China-based notebook brand vendor Lenovo has placed strong notebook orders to its Taiwan OEM partners in the second quarter mainly for China's Labor Day holidays in May and the company is expected to see the strongest sequential shipment growth among the top-tier vendors, while Taiwan-based brands Acer and Asustek Computer also placed strong order volumes for the quarter, according to sources from notebook makers.
The sources pointed out that Acer and Lenovo both reduced their notebook inventories to a very low level in January and February in order to allow the new products to show up all at once and the two players have already started increasing their orders after March.
The sources believe that if Lenovo had a strong sales during China's Labor Day holidays, the company's order volume may have chance to extend to summer.
As both Lenovo and Acer are expected to see strong sales in the second quarter, their main OEM partners - Compal Electronics and Wistron are expected to benefit the most; however, the two players have both declined to comment on their clients and currently also do not have forecasts for the second quarter.

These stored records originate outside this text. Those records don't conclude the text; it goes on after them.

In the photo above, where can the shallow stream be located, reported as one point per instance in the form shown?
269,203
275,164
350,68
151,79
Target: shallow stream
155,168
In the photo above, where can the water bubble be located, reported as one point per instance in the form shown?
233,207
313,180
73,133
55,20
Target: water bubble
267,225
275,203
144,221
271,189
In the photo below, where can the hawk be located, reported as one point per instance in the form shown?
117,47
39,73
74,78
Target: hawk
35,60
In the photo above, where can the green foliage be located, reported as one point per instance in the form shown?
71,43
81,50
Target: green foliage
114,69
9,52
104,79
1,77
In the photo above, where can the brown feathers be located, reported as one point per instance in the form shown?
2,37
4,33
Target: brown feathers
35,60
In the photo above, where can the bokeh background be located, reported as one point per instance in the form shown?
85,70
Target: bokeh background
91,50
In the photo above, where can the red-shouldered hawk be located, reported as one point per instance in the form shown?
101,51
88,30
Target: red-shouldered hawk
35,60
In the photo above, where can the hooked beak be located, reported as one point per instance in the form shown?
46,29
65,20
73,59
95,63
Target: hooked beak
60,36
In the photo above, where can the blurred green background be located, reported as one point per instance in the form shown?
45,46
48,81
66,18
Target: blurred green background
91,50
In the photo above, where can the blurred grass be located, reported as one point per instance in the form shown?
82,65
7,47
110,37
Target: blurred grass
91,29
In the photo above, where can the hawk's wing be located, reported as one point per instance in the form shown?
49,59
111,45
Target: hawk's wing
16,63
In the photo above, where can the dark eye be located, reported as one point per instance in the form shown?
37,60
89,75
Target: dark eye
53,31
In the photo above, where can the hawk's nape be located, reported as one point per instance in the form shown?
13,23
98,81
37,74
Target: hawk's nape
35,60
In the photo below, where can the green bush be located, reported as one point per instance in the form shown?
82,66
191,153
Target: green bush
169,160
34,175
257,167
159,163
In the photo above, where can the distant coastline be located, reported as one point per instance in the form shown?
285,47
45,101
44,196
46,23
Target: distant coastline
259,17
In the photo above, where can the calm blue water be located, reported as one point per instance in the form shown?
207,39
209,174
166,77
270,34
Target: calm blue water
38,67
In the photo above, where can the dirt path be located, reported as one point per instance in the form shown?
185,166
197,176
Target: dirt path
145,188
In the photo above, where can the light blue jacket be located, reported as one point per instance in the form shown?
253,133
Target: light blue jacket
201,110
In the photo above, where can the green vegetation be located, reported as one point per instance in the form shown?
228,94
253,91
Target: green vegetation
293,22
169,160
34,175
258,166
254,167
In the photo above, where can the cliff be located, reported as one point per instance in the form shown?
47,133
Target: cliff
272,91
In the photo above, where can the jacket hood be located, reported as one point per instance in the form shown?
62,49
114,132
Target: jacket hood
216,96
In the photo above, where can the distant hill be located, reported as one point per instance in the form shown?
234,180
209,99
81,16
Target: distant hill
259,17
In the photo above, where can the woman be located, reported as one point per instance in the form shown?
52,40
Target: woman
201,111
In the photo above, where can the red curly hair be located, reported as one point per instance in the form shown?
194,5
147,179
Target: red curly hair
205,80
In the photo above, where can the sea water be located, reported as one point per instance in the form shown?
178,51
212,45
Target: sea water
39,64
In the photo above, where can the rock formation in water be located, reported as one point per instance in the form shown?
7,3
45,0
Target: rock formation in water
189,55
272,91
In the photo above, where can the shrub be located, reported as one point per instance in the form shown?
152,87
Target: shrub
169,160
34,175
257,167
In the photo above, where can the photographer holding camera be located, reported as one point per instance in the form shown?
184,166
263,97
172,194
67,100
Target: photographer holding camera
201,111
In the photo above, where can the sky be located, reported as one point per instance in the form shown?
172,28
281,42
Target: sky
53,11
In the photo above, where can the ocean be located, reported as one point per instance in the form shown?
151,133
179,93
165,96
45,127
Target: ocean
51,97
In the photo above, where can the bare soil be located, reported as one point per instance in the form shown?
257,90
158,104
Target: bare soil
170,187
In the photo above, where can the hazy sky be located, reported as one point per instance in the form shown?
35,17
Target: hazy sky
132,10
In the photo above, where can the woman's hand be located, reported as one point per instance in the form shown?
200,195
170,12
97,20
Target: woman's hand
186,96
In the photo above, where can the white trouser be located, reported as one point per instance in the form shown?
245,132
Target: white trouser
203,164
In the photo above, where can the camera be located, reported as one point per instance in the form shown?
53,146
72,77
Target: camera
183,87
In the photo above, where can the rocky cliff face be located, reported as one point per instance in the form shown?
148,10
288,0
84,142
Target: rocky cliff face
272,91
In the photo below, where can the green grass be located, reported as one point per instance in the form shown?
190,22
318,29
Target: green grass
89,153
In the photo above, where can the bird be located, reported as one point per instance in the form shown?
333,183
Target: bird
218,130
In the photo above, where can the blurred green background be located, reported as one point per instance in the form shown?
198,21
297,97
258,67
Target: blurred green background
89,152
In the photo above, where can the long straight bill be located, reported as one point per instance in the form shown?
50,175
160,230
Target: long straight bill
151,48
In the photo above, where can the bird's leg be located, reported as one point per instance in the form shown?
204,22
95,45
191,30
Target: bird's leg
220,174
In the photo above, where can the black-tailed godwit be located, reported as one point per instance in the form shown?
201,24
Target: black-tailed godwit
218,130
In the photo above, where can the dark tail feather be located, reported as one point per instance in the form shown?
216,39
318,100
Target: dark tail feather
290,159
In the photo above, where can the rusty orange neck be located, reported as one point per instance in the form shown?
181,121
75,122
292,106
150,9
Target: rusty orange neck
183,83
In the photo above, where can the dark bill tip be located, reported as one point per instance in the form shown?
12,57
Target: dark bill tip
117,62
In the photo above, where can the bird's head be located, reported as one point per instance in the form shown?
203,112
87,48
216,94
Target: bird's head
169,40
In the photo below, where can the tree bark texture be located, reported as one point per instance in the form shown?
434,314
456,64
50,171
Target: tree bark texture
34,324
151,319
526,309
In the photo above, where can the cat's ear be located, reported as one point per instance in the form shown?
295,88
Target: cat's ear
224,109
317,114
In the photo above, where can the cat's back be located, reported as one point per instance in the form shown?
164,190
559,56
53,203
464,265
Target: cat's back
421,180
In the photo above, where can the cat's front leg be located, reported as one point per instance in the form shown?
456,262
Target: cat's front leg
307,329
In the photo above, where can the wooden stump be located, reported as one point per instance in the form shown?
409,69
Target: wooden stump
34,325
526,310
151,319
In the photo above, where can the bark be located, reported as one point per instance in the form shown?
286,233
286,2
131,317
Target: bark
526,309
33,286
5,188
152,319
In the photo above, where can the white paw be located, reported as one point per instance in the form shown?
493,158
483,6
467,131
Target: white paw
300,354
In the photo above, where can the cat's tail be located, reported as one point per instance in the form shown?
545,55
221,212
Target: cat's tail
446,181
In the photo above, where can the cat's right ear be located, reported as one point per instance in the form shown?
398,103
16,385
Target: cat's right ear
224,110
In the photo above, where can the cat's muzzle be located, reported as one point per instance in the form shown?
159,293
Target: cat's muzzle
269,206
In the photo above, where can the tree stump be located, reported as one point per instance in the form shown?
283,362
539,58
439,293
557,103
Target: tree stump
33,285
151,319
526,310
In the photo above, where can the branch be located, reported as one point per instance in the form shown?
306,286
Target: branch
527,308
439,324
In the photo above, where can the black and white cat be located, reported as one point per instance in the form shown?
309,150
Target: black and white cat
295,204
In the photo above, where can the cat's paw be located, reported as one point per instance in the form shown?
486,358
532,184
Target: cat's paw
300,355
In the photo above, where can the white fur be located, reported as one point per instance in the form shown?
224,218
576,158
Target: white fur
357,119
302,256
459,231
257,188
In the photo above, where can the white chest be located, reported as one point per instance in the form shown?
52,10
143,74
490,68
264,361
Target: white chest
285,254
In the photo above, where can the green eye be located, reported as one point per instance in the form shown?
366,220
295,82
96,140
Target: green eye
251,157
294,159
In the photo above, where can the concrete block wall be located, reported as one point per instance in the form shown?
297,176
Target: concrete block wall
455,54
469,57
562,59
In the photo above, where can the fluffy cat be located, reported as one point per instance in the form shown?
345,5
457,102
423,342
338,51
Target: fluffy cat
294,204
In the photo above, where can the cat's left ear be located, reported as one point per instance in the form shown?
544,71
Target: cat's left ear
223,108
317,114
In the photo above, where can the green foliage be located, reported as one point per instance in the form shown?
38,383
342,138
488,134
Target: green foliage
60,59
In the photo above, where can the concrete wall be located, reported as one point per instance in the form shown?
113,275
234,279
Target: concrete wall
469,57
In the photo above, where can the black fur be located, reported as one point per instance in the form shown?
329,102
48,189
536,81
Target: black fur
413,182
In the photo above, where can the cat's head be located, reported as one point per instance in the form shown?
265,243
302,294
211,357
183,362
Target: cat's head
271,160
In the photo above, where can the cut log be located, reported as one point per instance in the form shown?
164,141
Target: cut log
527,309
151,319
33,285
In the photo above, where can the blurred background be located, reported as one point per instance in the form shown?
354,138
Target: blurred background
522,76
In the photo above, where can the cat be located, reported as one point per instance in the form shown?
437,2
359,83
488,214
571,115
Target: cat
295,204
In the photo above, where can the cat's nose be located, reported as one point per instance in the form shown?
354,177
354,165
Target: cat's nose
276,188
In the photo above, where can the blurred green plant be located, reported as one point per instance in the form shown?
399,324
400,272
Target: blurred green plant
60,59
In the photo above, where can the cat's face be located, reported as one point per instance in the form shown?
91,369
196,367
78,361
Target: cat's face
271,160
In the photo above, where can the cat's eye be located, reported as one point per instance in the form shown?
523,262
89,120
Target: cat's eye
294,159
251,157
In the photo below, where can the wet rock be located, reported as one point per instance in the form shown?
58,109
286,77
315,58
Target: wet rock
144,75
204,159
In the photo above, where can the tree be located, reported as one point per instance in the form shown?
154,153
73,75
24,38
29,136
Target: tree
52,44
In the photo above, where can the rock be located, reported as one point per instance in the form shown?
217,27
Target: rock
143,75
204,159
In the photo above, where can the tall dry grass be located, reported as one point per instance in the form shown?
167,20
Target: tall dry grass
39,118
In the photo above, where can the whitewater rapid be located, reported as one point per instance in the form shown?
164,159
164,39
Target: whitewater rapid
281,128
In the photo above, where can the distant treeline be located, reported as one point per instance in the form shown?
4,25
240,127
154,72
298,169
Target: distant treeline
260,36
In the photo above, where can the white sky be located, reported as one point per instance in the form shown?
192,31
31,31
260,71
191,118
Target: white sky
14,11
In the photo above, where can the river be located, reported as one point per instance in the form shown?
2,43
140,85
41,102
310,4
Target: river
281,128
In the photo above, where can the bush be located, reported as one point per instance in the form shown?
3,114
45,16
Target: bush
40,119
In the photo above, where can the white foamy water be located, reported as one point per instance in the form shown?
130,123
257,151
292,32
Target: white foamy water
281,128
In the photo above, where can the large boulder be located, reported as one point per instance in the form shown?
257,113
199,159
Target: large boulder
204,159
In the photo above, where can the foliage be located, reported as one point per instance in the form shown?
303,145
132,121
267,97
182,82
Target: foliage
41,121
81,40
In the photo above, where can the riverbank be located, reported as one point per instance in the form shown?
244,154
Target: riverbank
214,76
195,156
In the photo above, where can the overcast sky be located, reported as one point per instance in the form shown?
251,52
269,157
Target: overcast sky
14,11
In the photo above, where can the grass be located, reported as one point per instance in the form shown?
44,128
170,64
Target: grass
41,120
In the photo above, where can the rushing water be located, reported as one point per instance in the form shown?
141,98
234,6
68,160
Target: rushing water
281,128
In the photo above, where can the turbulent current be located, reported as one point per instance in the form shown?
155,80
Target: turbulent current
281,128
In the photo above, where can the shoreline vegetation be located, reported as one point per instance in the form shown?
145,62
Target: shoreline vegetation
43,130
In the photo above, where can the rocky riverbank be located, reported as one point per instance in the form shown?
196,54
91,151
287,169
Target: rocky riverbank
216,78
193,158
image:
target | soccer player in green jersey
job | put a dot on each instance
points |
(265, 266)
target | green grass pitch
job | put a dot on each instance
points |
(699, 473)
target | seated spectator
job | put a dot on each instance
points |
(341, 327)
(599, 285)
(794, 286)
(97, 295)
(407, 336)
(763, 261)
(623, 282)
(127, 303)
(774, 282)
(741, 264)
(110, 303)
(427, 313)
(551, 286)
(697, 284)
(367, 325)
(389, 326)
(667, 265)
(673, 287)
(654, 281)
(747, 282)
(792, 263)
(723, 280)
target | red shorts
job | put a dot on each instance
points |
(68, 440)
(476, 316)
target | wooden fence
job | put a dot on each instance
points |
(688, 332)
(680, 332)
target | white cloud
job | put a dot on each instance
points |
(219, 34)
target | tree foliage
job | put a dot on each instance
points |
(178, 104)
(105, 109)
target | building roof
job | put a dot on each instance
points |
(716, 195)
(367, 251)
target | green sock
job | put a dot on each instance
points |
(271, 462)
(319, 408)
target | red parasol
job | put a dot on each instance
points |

As for the upstream OEM side, due to Intel's defective chip incident has pushed back the shipment schedule of notebook players, notebook makers all currently seeing strong pressure as both their first-tier and second-tier clients are all demanding for delivery at the same time and is causing the makers to have tight supply.
As for Hewlett-Packard (HP), sources from upstream supply chain estimated that the company placed orders for over four million notebooks in March, helping the company to have total shipment volume of nine million units for the first quarter, but since the overall supply chain is having tight capacity, parts of the company's March orders will be delayed to April.